Despite our efforts, no security measure is perfect. If we become aware of a personal data breach that is likely to result in a risk to your rights and freedoms, we will notify the Office of the Information and Data Protection Commissioner within 72 hours and, where required, notify you directly without undue delay.

Our services are not directed to children under the age of 18. By creating an account or using our services, you confirm that you are at least 18 years old, or that you are the parent or guardian of a minor and consent to that minor's use of our services.
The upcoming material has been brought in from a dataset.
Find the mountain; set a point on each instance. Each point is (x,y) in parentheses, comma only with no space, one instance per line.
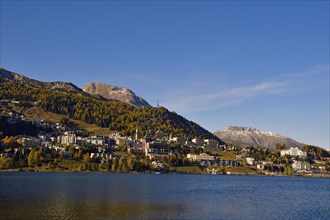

We do not knowingly collect personal data from anyone under 18. If we become aware that we have collected personal data from a person under 18 without proper parental consent, we will take steps to delete that data promptly. If you believe that a child under 18 has provided personal data to us, please contact us at info@yitaku.com.

We may update this privacy policy from time to time to reflect changes in our practices, our services, or applicable law. When we make material changes, we will:

• Update the "Last updated" date at the top of this policy
• Notify you by email or through a prominent notice on our platform where the changes are material

This policy supersedes any earlier versions. We encourage you to review the policy periodically to stay informed about how we protect your personal data.

For any questions about this privacy policy, or to exercise any of your rights, please contact us:

• Email: info@yitaku.com
• Website: www.yitaku.com
• Company: Yitaku Limited, registered in Malta with company number C101893

This privacy policy is effective from 25 May 2026.